Background
Consider the a person with a mass of $m = 65 \text {kg}$ falling into water with a valocity of $14.007 \frac ms$.
At a depth of $3.1m$ the diver comes to a stop.
Question
How large is the force applied to the diver by the water? By this, we mean the sum of the force of friction and the buoyancy.
Thoughts
At the point of contact with the water, the diver has a kinetic energy of $E_k = \frac12 \cdot 65kg \cdot (14.007 m/s)^2 \approx 6.4 \cdot 10^3 J$.
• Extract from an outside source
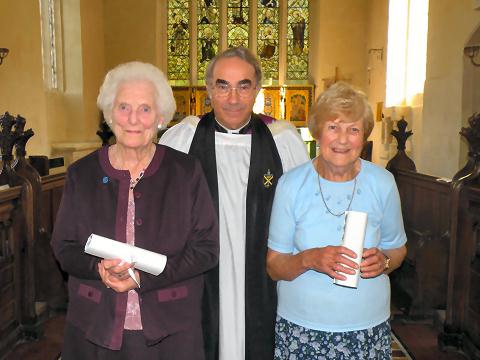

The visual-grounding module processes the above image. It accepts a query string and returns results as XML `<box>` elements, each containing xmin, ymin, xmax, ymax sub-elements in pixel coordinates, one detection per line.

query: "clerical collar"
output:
<box><xmin>215</xmin><ymin>117</ymin><xmax>252</xmax><ymax>135</ymax></box>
The acceleration after entering the water is
$$a = \frac{v^2 - v_0^2}{2s} \approx -31.644 \frac m{s^2}$$
Let's call the work done by the water $R$. Then
$$\Sigma F = ma $$
$$ G-R = ma $$
$$R = m(g-a) = 65kg \cdot (9.81 m/s^2 + 31.644 m/s^2) \approx 2.69kN$$
which seems reasonable.
Alternative strategy doesn't work?
If I wanted instead to use $W = F\cdot s \Rightarrow F = \frac Ws$, how would I calculate the $W$-value to use here? I'm a bit shaky on the idea of work done by water here, when it's working against gravity. Is this equation useable here at all?
EDIT: Close votes
I see that someone has voted to close it as "belongs on another site on the network". I assume the target is Physics, but it was closed there because it's more on the calculation side, and not "general" enough.